Alaska's Cultural Connection To Sourdough Runs Deep

Locked in place inside their homes, an enormous number of Americans took to bread baking to fill the spaces of empty time that the COVID-19 pandemic imposed on their lives — soothing their anxieties by looking over their sourdough starters and letting out their frustrations by kneading the dough by hand. But Alaskans have had a cultural connection to sourdough long before any stay-at-home orders were put in place. In fact, the connection runs so deep that the word has taken on its own meaning among locals.

Local Alaskans use "sourdough" to describe anything and anyone with experience or longevity — even their fellow Alaskans. Referring to themselves and other long-time residents as "sourdoughs," the use is indicative of the sourdough's historic presence in Alaskan society. The tangy, fermented bread fed early 20th-century migrants who came to Alaska with hopes of striking luck in the form of gold or finding work within the state's fruitful fishing and oil industries. But, why sourdough bread and not something else?

Migrants weren't allowed to pass borders without food to sustain them on their journey, and a sack of flour and sourdough starter provided them with more food with less weight by cutting out the extra ingredients other varieties of bread require. In so, identifying as "sourdough" is a mark of pride for locals, suggestive of their survival and resilience. Considering how unimaginably cold winters in Alaska are, however, that wasn't without challenges. Especially if you were surviving on sourdough.

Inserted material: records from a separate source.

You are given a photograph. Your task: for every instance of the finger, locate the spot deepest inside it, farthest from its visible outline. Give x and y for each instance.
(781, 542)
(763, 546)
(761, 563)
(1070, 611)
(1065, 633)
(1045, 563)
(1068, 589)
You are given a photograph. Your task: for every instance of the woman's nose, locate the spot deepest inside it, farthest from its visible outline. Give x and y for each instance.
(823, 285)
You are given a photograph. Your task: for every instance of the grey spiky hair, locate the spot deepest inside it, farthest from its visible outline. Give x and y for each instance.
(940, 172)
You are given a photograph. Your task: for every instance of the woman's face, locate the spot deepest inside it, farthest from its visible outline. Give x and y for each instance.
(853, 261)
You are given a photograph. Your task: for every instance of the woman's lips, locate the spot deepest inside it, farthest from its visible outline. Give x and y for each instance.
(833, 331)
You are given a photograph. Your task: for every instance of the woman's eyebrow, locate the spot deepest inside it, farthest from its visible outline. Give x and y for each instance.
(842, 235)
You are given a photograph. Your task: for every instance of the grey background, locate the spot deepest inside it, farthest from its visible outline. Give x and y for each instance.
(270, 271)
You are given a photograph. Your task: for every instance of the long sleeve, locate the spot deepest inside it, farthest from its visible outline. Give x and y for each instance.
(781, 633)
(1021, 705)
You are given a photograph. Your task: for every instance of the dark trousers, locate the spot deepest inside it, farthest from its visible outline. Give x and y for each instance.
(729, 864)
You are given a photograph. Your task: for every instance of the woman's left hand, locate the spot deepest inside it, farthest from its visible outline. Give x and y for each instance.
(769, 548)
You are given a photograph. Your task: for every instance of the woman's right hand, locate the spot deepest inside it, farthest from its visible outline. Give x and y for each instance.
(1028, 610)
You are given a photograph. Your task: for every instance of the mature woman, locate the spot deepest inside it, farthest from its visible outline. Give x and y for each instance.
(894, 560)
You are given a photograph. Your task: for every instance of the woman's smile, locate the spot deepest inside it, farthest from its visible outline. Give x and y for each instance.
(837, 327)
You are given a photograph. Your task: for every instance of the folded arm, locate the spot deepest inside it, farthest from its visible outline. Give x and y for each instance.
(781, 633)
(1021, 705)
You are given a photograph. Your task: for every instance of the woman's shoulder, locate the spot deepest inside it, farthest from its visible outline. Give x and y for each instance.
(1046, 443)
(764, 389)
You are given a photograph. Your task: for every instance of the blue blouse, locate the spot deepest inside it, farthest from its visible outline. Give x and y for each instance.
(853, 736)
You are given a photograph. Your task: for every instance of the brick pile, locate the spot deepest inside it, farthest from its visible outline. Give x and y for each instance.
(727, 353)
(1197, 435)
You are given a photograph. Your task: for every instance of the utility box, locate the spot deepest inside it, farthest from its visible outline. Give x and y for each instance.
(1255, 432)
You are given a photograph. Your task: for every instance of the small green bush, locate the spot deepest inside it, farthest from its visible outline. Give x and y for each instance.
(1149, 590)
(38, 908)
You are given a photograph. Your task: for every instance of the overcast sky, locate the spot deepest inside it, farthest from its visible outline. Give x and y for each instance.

Alaskan sourdough, then and now

Fresh-baked sourdough bread is a treat, but for those traveling to and working in Alaska throughout the late 19th and 20th centuries, it was a necessity. As anyone who has prepared or attempted to prepare sourdough in different environments can attest, the cold Alaskan weather proved a challenge to proofing the starter. Humidity and temperature are two factors that can greatly impact the speed at which the bacteria in the starter feed. If it's warm and humid, your sourdough will proof much faster than normal, if it's cold and dry, it will likely take much longer. However, if it's too warm or too cold — as would've been the case for those in 20th-century Alaska — you run the risk of the bacteria dying.

As a result, there are many stories of men cuddling their starters to keep them from freezing overnight or carrying them with them, tucked inside their wool shirts to keep them warm while they were busy at work. In so, not only is the friendly, "sourdough" nickname a monicker of long-time residency in Alaska, but a symbol of acclamation to the region's challenging, yet character-building, environment. In so, sourdough — both as a bread and a moniker — remains a mark of honor for Alaskan people. Today, Alaska's indigenous community has even come to adopt the bread, while local restaurants mark the specific age of sourdough as a badge of quality.